More generally, what does one look for in a COI program assessment? Hopefully, the following questions/comments could be helpful to some organizations seeking to determine whether/how to go down this road – and if so, how far.

– Risk Assessment. Has the company assessed COI risk? If so, has it done so in a documented way? Has it used the results of the assessment(s) in designing and implementing other aspects of the COI program? Beyond this, does the company have a good sense of its areas of jeopardy from what might be called “the risk assessment of everyday life”?

– Governance. Have the respective COI oversight roles of the board of directors and senior management been formalized? Do they receive appropriate reports of COI program activity? Are there sufficient escalation provisions regarding COIs?

– Culture. Are COI rules truly followed or are there double standards? What is the sense of “organizational justice” vis a vis COIs? Same question re: the “tone at the top.” Do employees – particularly senior ones –  understand the harm that COIs could cause the company?

– Policies. Presumably nearly every business organization has a COI provision in its code of conduct. But there are also many that need but do not have a standalone policy as well. Is your company in this category? Also, is your COI policy well known and readily accessible? Is it reviewed periodically by the C&E officer?

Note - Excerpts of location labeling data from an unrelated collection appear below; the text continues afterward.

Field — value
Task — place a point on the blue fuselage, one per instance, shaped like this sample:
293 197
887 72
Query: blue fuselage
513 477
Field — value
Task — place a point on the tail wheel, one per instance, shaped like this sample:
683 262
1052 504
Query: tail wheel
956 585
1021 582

– Procedures. Are disclosure and related COI procedures clear, easy to use and well known? Do those tasked with reviewing COIs have enough knowledge and independence for the job? Are the reviews sufficiently documented?

– Training/other communication. Is there enough training given relevant COI risks (which tend to be high for senior managers/board members and in certain functions, like procurement)? Is training reinforced through other communications, particularly from senior managers?  Does the training/other communication use the learning from “actual cases”?

– Auditing and monitoring. Are the COI disclosure practice and other aspects of the program audited? Same question for monitoring (e.g., conditionally approved COIs).

– Responding to allegations/request for guidance. Do employees feel comfortable seeking guidance on possible COIs? Are investigations truly independent? Are violations of the COI policy treated with sufficient seriousness? Does the company conduct a “lessons learned” analysis of significant COI failures?

Of course, there is much more that could be included in a COI program assessment (and I encourage you to browse the blog for ideas in this regard). But hopefully the above will be a useful foundation for starting.

The same point should be made with respect to risk assessments – what I have provided above is a starter list – not the last word.